Removed Soup Sieve fallback method, added documentation.

author: Leonard Richardson <leonardr@segfault.org> 2023-02-07 10:37:50 -0500
committer: Leonard Richardson <leonardr@segfault.org> 2023-02-07 10:37:50 -0500
commit: 7eedde44d45f99340bcf98384dfb11295ffcebdd (patch)
tree: a1398bc82bb843b90631aa2941787a37e0e5ab98
parent: 6d70cafddd4a265feec5a30cc5b302fd6fbaeb83 (diff)

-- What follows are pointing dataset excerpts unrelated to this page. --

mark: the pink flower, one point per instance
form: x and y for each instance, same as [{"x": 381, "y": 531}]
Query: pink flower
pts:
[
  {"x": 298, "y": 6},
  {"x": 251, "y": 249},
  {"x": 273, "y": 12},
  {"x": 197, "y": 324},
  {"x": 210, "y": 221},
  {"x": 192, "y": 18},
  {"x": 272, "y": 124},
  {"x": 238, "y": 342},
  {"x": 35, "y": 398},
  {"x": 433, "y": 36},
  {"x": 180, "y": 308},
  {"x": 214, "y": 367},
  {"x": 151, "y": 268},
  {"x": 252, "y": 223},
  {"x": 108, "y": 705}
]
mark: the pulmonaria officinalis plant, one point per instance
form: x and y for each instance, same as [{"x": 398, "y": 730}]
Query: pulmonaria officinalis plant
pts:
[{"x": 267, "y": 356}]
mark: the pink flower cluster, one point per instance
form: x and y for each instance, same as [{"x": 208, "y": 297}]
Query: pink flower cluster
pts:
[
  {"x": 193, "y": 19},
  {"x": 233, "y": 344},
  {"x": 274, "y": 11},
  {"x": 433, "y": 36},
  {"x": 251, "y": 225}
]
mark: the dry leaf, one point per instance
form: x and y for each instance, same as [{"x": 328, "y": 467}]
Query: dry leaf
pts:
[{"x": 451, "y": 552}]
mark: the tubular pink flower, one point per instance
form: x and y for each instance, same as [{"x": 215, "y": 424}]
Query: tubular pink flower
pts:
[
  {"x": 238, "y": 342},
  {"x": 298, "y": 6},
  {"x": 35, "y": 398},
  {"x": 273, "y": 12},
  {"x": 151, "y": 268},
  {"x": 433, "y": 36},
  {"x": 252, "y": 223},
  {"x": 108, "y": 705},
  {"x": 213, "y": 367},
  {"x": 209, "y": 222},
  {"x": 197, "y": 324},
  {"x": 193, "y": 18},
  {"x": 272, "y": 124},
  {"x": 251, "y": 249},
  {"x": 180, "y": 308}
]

4 files changed, 159 insertions, 84 deletions
diff --git a/CHANGELOG b/CHANGELOG
index 086be15..6d83cf7 100644
--- a/CHANGELOG
+++ b/CHANGELOG
@@ -3,6 +3,30 @@ Note: Beautiful Soup's official support for Python 2 ended on January 1st,
 4.9.3. In the Launchpad Git repository, the final revision to support
 Python 2 was revision 70f546b1e689a70e2f103795efce6d261a3dadf7.
 
+= 4.12.0 (Unreleased)
+
+* Introduced the .css property, which centralizes all access to
+  the Soup Sieve API. This allows Beautiful Soup to give direct
+  access to as much of Soup Sieve that makes sense, without cluttering
+  the BeautifulSoup and Tag classes with a lot of new methods.
+
+  This does mean one addition to the BeautifulSoup and Tag classes
+  (the .css property itself), so this might be a breaking change if you
+  happen to use Beautiful Soup to parse XML that includes a tag called
+  <css>. In particular, code like this will not work in 4.12.0:
+
+    soup.css['id']
+
+  Code like this will work just as before:
+
+    soup.find_one('css')['id']
+
+  The Soup Sieve methods supported through the .css property are
+  select(), select_one(), iselect(), closest(), match(), filter(),
+  and escape(). The BeautifulSoup and Tag classes still support the
+  select() and select_one() methods; they have not been deprecated,
+  but they have been demoted to convenience methods.
+
 = 4.11.2 (20230131)
 
 * Fixed test failures caused by nondeterministic behavior of
diff --git a/bs4/css.py b/bs4/css.py
index 8b76139..b237051 100644
--- a/bs4/css.py
+++ b/bs4/css.py
@@ -33,6 +33,8 @@ class CSS(object):
         :param tag: All CSS selectors will use this as their starting
         point.
 
+        :param api: A plug-in replacement for the soupsieve module,
+        designed mainly for use in tests.
         """
         if api is None:
             raise NotImplementedError(
@@ -63,9 +65,9 @@ class CSS(object):
         """Normalize a list of results to a Resultset.
 
         A ResultSet is more consistent with the rest of Beautiful
-        Soup, and ResultSet.__getattr__ has a helpful error message if
-        you try to treat a list of results as a single result (a
-        common mistake).
+        Soup's API, and ResultSet.__getattr__ has a helpful error
+        message if you try to treat a list of results as a single
+        result (a common mistake).
         """
         # Import here to avoid circular import
         from bs4.element import ResultSet
@@ -249,19 +251,3 @@ class CSS(object):
                 select, self.tag, self._ns(namespaces), flags, **kwargs
             )
         )
-
-    def __getattr__(self, __name):
-        """Catch-all method that has a chance of giving access to future
-        methods to be added to Soup Sieve without needing a Beautiful Soup
-        API change.
-
-        Basically, if you call tag.css.somemethod(selector), this code will
-        turn that into soupsieve.somemethod(selector, tag).
-        """
-        attr = getattr(self.api, __name)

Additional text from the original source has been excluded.